Finance Minister Euclid Tsakalotos is to meet his eurozone counterparts in Brussels on Tuesday for a meeting expected to yield approval for up to 11 billion euros in rescue loans though a firm commitment on alleviating Greece’s debt appears to be rather unlikely.
The Eurogroup summit comes two days after the government pushed into law a new batch of austerity measures including an increase in the highest rate of value-added tax, new rules for the management of nonperforming bank loans, a controversial new privatization agency and the introduction of a so-called contingency mechanism that would automatically cut state spending if Greece misses budget targets.
Although the European Commission indicated that a tranche of around 11 billion euros has been earmarked for Greece, expectations for a firm commitment as regards Greek debt are lower as the Europeans and the International Monetary Fund still differ in their proposed approaches.

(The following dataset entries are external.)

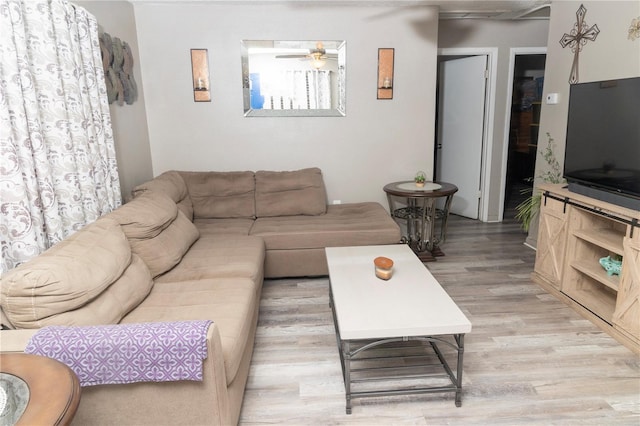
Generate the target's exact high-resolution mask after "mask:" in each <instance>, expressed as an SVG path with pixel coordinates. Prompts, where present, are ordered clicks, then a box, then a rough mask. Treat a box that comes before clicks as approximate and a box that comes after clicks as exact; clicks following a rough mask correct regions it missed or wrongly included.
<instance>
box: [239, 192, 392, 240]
mask: <svg viewBox="0 0 640 426" xmlns="http://www.w3.org/2000/svg"><path fill="white" fill-rule="evenodd" d="M251 235H255V236H259V237H262V238H263V239H264V242H265V246H266V248H267V250H295V249H313V248H324V247H338V246H357V245H376V244H389V243H390V242H400V238H401V235H400V228H399V226H398V225H397V224H396V223H395V222H394V220H393V219H392V218H391V216H389V213H387V211H386V210H385V209H384V208H383V207H382V205H380V204H379V203H375V202H368V203H350V204H338V205H330V206H328V208H327V213H326V214H324V215H319V216H289V217H264V218H262V217H261V218H258V219H256V222H255V223H254V225H253V227H252V228H251Z"/></svg>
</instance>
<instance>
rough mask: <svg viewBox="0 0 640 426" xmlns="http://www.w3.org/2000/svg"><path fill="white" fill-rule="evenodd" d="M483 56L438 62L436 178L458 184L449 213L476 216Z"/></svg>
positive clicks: (486, 66)
mask: <svg viewBox="0 0 640 426" xmlns="http://www.w3.org/2000/svg"><path fill="white" fill-rule="evenodd" d="M486 69H487V56H486V55H479V56H470V57H467V58H462V59H451V60H446V61H443V62H441V63H440V73H439V82H438V86H439V102H438V140H437V145H436V146H437V149H436V180H438V181H443V182H449V183H452V184H454V185H456V186H457V187H458V192H457V193H456V194H455V195H454V196H453V201H452V203H451V210H450V211H451V213H454V214H457V215H460V216H465V217H468V218H471V219H478V212H479V209H480V195H481V188H480V184H481V181H480V176H481V172H482V144H483V139H484V114H485V91H486V85H487V83H486V82H487V79H486Z"/></svg>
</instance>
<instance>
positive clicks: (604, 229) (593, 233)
mask: <svg viewBox="0 0 640 426" xmlns="http://www.w3.org/2000/svg"><path fill="white" fill-rule="evenodd" d="M573 235H575V236H576V237H578V238H580V239H581V240H584V241H588V242H590V243H592V244H595V245H598V246H600V247H602V248H604V249H607V250H608V251H610V252H612V253H615V254H619V255H620V256H622V251H623V249H622V239H623V238H624V233H621V232H619V231H617V230H614V229H610V228H597V229H580V230H577V231H574V233H573Z"/></svg>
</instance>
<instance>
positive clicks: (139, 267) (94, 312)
mask: <svg viewBox="0 0 640 426" xmlns="http://www.w3.org/2000/svg"><path fill="white" fill-rule="evenodd" d="M151 286H152V281H151V277H150V275H149V270H148V269H147V267H146V265H145V264H144V263H143V262H142V261H141V260H140V259H137V258H136V257H135V256H134V257H133V262H132V255H131V248H130V246H129V242H128V241H127V238H126V237H125V235H124V233H123V232H122V229H121V228H120V225H119V224H118V223H117V222H116V221H114V220H112V219H109V218H101V219H99V220H97V221H96V222H94V223H92V224H90V225H87V226H86V227H85V228H83V229H81V230H80V231H78V232H76V233H75V234H73V235H71V236H70V237H69V238H67V239H65V240H63V241H61V242H60V243H58V244H56V245H55V246H53V247H52V248H50V249H49V250H47V251H45V252H44V253H42V254H41V255H39V256H37V257H35V258H34V259H32V260H30V261H29V262H26V263H24V264H22V265H20V266H18V267H17V268H14V269H12V270H10V271H8V272H7V273H6V274H4V275H3V277H2V289H1V290H0V303H1V305H2V309H3V311H4V313H5V315H6V316H7V318H8V320H9V321H10V322H11V323H12V324H13V326H15V327H16V328H40V327H43V326H46V325H90V324H110V323H117V322H118V321H119V320H120V319H121V318H122V317H123V316H124V315H125V314H126V313H128V312H129V311H130V310H131V309H133V308H134V307H135V306H137V305H138V303H140V301H141V300H142V299H144V298H145V297H146V295H147V294H148V293H149V290H150V289H151Z"/></svg>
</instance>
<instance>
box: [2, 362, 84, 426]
mask: <svg viewBox="0 0 640 426" xmlns="http://www.w3.org/2000/svg"><path fill="white" fill-rule="evenodd" d="M0 384H1V385H2V389H1V390H0V392H3V393H4V395H3V396H4V404H9V405H10V409H11V410H15V412H14V413H7V414H6V416H5V417H6V420H8V421H10V422H12V423H13V422H15V424H16V425H68V424H69V423H71V420H72V419H73V416H74V415H75V413H76V409H77V408H78V404H79V403H80V383H79V382H78V378H77V377H76V375H75V374H74V372H73V371H72V370H71V369H70V368H69V367H67V366H66V365H64V364H63V363H61V362H58V361H56V360H54V359H51V358H47V357H43V356H38V355H30V354H23V353H3V354H0ZM3 420H5V419H3Z"/></svg>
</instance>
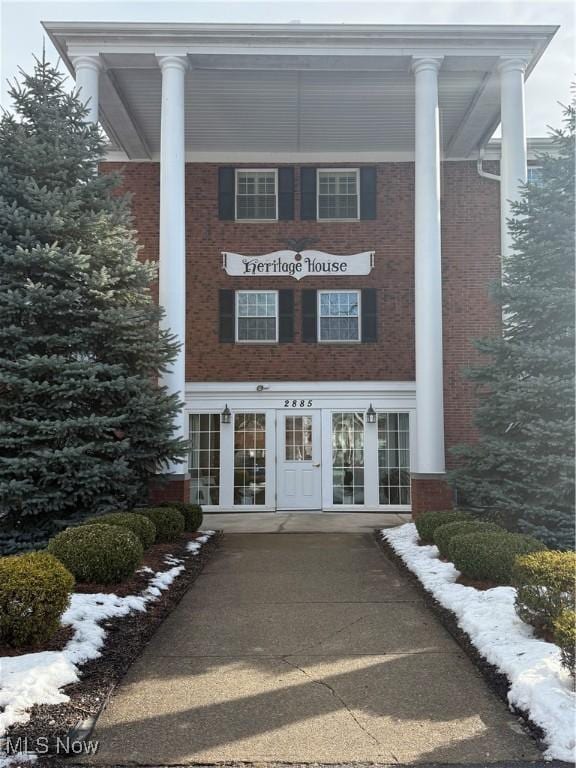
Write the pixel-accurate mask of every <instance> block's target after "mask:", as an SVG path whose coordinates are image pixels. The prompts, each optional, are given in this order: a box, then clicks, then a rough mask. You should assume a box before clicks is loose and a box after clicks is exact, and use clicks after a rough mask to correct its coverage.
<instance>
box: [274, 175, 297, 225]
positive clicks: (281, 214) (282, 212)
mask: <svg viewBox="0 0 576 768" xmlns="http://www.w3.org/2000/svg"><path fill="white" fill-rule="evenodd" d="M278 218H279V219H280V221H290V219H293V218H294V168H278Z"/></svg>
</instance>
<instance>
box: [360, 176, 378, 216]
mask: <svg viewBox="0 0 576 768" xmlns="http://www.w3.org/2000/svg"><path fill="white" fill-rule="evenodd" d="M360 218H361V219H375V218H376V168H374V167H372V166H369V167H365V168H360Z"/></svg>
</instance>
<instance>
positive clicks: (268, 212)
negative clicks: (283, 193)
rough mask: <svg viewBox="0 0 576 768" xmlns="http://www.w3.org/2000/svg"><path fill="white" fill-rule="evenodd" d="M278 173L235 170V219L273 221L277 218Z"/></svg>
mask: <svg viewBox="0 0 576 768" xmlns="http://www.w3.org/2000/svg"><path fill="white" fill-rule="evenodd" d="M277 182H278V173H277V170H276V169H274V168H271V169H268V170H241V169H239V168H237V169H236V219H237V220H238V221H275V220H276V219H277V218H278V183H277Z"/></svg>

Prime Minister Alexis Tsipras discussed Greece’s reform progress in a meeting with German Chancellor Angela Merkel on the sidelines of a humanitarian summit in Istanbul yesterday. According to sources, Merkel struck a reassuring tone, saying she was certain that the Eurogroup would proceed smoothly on Tuesday.

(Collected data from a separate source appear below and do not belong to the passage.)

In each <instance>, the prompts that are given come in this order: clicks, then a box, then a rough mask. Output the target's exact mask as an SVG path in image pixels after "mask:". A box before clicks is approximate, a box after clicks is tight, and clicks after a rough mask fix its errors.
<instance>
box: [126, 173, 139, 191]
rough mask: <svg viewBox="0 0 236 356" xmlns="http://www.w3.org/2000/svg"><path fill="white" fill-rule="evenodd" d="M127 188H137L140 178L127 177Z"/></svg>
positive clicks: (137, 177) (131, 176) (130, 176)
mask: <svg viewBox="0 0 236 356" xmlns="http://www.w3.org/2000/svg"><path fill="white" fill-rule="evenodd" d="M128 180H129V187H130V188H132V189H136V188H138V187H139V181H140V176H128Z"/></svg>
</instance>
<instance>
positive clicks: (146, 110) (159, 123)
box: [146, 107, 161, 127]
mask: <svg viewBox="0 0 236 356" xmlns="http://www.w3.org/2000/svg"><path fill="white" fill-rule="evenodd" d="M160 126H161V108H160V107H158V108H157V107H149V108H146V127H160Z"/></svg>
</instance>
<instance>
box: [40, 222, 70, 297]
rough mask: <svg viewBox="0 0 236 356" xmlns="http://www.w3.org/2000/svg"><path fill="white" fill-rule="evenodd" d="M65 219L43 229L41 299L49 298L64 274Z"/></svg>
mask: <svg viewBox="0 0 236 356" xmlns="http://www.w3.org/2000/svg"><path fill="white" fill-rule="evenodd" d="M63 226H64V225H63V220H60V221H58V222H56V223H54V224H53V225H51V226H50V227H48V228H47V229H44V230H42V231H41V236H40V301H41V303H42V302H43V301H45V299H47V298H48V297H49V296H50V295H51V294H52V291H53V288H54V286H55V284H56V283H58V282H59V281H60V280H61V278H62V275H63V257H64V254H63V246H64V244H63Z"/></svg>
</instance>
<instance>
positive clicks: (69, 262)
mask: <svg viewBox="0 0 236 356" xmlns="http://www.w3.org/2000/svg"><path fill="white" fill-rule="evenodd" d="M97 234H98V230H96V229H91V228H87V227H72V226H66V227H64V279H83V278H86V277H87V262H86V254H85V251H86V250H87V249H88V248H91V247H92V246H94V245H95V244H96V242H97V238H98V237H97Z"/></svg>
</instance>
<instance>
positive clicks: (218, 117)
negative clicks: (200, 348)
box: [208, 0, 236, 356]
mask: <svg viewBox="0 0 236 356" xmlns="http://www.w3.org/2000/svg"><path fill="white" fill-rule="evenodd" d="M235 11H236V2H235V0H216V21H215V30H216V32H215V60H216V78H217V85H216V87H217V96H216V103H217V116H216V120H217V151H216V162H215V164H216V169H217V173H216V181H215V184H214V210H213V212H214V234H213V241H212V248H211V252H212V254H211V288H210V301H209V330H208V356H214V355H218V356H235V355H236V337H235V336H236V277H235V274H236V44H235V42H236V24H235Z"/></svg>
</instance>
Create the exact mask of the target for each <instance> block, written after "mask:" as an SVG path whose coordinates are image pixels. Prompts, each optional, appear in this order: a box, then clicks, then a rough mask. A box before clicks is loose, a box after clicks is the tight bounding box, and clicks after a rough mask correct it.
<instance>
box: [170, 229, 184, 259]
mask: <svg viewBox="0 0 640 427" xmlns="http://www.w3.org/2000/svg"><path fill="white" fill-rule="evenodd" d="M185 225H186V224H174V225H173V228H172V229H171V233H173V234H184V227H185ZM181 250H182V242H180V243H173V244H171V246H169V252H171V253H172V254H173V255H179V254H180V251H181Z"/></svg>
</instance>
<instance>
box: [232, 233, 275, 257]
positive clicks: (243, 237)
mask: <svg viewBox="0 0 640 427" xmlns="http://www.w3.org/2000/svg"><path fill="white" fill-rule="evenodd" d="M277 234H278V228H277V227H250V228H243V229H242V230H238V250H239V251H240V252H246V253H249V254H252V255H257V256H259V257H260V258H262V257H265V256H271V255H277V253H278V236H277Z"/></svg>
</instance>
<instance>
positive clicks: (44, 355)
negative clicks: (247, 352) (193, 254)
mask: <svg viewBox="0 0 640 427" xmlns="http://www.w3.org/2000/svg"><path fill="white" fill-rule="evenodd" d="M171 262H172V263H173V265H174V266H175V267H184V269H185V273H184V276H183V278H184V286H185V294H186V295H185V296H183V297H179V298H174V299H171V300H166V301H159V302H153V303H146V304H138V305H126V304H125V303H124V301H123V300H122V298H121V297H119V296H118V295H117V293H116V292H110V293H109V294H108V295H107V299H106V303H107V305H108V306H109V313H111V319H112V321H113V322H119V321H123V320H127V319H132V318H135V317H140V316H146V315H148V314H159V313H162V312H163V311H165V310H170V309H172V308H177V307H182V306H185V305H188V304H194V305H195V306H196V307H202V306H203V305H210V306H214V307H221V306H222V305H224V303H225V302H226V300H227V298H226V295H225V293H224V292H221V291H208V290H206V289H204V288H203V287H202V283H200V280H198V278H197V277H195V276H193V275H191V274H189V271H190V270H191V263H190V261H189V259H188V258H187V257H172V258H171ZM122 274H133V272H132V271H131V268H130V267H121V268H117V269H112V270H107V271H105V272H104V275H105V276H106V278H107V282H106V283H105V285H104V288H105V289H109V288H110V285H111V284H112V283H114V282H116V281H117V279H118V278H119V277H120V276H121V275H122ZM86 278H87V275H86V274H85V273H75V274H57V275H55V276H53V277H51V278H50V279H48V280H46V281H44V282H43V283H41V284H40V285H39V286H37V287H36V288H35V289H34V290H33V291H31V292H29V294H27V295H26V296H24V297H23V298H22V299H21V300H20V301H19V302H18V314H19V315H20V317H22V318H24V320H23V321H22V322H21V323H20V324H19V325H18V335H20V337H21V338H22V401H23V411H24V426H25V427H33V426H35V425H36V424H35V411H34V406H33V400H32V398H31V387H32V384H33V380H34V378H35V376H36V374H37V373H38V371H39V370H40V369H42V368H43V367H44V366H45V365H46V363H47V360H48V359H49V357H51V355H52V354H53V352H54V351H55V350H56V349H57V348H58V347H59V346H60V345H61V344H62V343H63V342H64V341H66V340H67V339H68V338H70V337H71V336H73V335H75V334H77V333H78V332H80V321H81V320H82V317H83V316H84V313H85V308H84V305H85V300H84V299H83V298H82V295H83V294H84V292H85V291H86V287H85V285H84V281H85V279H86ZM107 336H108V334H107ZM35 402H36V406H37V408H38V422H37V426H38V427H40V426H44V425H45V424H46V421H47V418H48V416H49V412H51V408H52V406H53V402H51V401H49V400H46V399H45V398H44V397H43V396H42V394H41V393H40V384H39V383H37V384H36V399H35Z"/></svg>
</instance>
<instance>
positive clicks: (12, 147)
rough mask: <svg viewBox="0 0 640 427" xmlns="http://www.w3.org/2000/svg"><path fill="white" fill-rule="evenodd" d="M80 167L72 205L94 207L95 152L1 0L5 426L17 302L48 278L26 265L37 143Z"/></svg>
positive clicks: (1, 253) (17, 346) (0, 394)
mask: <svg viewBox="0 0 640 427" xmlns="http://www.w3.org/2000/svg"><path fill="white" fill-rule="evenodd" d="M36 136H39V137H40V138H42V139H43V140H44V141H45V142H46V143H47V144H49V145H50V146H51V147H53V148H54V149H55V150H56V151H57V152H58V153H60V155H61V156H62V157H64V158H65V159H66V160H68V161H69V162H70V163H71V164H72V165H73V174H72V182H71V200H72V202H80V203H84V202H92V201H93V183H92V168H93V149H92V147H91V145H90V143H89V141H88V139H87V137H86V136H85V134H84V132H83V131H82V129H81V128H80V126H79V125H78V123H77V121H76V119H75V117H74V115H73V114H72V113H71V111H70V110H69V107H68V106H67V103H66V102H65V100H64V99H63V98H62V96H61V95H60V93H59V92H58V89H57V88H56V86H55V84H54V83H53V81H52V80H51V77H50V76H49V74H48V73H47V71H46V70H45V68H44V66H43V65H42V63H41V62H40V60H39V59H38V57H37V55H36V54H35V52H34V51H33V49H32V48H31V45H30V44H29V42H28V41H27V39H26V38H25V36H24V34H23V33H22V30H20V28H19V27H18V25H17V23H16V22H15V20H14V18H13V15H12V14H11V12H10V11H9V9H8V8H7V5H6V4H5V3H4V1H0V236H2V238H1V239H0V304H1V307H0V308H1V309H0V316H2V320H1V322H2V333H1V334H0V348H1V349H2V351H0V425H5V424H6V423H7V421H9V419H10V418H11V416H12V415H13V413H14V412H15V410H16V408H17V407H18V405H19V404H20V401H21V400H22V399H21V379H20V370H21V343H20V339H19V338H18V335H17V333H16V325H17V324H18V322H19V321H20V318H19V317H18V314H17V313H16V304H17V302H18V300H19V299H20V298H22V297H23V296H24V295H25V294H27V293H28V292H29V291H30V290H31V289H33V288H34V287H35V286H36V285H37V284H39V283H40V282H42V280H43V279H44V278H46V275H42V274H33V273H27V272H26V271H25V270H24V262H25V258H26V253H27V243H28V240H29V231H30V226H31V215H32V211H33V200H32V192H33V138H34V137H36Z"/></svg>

Following Sunday’s approval in Parliament of a series of new austerity measures, the leftist-led coalition now hopes to focus on passing legislation more in tune with its ideals and long-term goals. A string of bills are being drafted with emphasis on boosting social welfare and attracting investments, sources said.
The government emerged from Sunday’s austerity vote relatively unscathed.

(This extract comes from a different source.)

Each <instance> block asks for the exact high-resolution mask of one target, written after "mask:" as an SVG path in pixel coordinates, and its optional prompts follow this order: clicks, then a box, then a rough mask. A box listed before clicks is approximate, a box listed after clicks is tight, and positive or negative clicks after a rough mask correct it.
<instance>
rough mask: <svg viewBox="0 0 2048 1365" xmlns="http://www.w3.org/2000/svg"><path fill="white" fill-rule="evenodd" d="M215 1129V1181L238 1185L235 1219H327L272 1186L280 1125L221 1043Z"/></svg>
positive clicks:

All 153 coalition MPs supported the multi-bill in principle, with a single lawmaker voting down two articles, relating to the creation of a new privatization fund and the adoption of the contingent mechanism.
After her deviation from the government line created some discomfort in the ranks of the coalition, SYRIZA MP Vasiliki Katrivanou resigned early on Monday. “It is a difficult decision, politically and personally, but one that I felt was necessary,” said the outgoing lawmaker from Athens.
She said that she felt the government was increasingly unable to exercise control over its policies as a result of growing “oversight” from its lenders.
Katrivanou handed over her seat and was replaced by Giorgos Kyritsis, the spokesman of the government’s coordinating committee for the refugee crisis.
Commenting, a source close to Prime Minister Alexis Tsipras said Katrivanou’s departure was not a shock. “It would have been a shock if she had voted ‘no’ and kept her position,” the aide said.